BOTHELL — Is Snohomish County, or at least the Seattle area, poised to become the nation’s quantum computing center?
At a ribbon cutting Thursday for IonQ’s new research, development and manufacturing facility in Bothell, U.S. Sen. Maria Cantwell and others said demand for the super-speedy computers is growing every day, creating the potential to generate thousands of new jobs.
“Our region is already known worldwide for innovation and leadership. So it should come as no surprise that we are becoming Quantum Valley, if you will, for the United States,” Cantwell told a gathering of policymakers, university officials and more than 50 IonQ employees.
IonQ’s regional neighbors include the University of Washington’s Quantum X, one of the largest quantum computing centers and the recipient of $170 million in research grants, as well as the Pacific Northwest National Laboratory and its Quantum Information Sciences division, said Cantwell, who chairs the Senate Committee on Commerce, Science, and Transportation.
With the christening of the 105,000-square-foot facility at 3755 Monte Villa Parkway in Bothell, the Maryland-based IonQ becomes the first company to open a quantum computing manufacturing facility in the nation, the company’s president and CEO Peter Chapman said.
The publicly-traded company is developing quantum computing systems for commercial use.
Experts say quantum computing could become an $850 billion industry in the next 15 years.
A year ago, IonQ employed a handful of people, Chapman told the group. Now the head count is 80 with plans to hire several hundred more people in the next few years, he said.
IonQ invested about $20 million to renovate the former AT&T data center.
“It had great bones,” Chapman said. “But it needed a lot of work.”
Now the company is eyeing the building next door for expansion, Chapman said.
Economic Alliance Snohomish County helped IonQ secure a $200,000 Evergreen Manufacturing Growth Grant from the state Department of Commerce for building improvements, said Wendy Poischbeg, the Economic Alliance’s vice president of economic development.
Chapman said the company will invest $80 million in the region this year, and a projected $1 billion over the next 10 years.
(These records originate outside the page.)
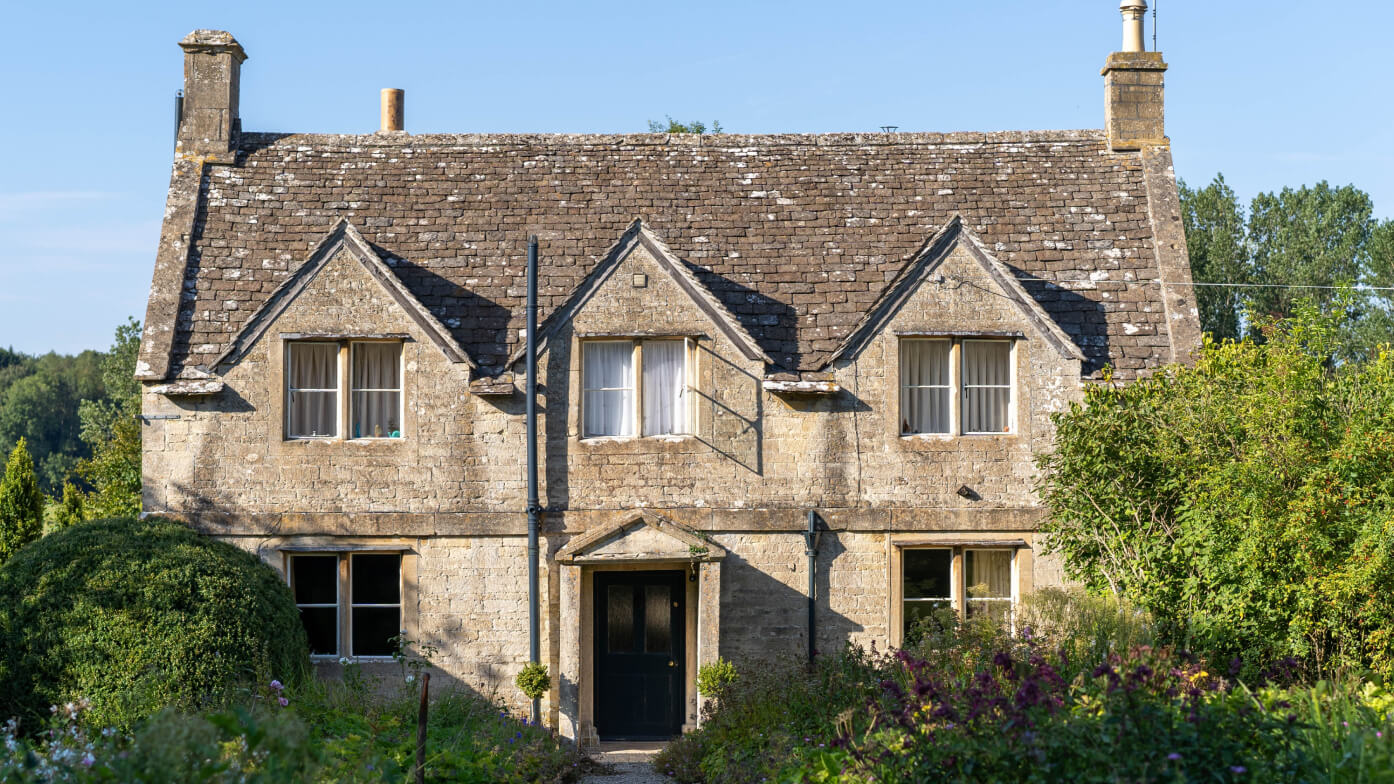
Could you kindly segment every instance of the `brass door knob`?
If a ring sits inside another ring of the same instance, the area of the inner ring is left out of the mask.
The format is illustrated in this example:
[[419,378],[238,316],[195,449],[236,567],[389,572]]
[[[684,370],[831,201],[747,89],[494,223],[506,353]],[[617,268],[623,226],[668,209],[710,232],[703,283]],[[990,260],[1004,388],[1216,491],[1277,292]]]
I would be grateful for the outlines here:
[[669,660],[668,660],[668,666],[669,666],[669,667],[676,667],[676,666],[678,666],[678,665],[677,665],[676,663],[674,663],[672,659],[669,659]]

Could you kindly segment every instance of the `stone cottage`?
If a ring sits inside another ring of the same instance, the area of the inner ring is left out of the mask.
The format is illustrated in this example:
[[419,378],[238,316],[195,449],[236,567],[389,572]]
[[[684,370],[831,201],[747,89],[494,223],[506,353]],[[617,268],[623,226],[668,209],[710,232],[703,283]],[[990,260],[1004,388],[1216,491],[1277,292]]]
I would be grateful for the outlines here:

While the technology around quantum computing is still being developed, researchers say they’re getting closer to commercializing the super fast computers that can perform calculations “158 million times faster,” than existing supercomputers. As a result, they can “accomplish in four minutes what it would take a traditional supercomputer 10,000 years to complete,” according to Techopedia.com
The time or memory needed to arrive at solutions can overwhelm today’s computers,“which must guess-and-check every possible combination (which could take billions of years) or else resort to imperfect and expensive approximations,” IonQ said.
Quantum computers, on the other hand, don’t have to try every combination.
Instead, they use a system based on quantum mechanics — the complex math that describes how atoms and other tiny particles behave and interact. The result is a faster and more powerful computing system that has the potential to tackle problems related to drug development, food production and cleaner energy sources.
But bugs still need to be worked out.
“One of the downsides of quantum computers is that they are extremely error-prone. Consequently, companies are investing a lot of talent and money into trying to come up with ways to build computers that can identify their own mistakes and correct them,” according to Techopedia.com
Physicist Christopher Monroe and computer scientist Jungsang Kim cofounded IonQ in 2015 to commercialize quantum computers.
Dave Mehuys, the company’s president of product engineering, oversaw the build out of the new Bothell facility.
Leading a group of visitors through the new wing, Mehuys picked up a small container, known as the ion trap. The size of a matchbox, it forms the heart of the quantum computer, which is housed in a casing the size of a garden shed.
Just as early computers got smaller — they were originally the size of boxcars — quantum computers are expected to shrink as technology advances, Mehuys said.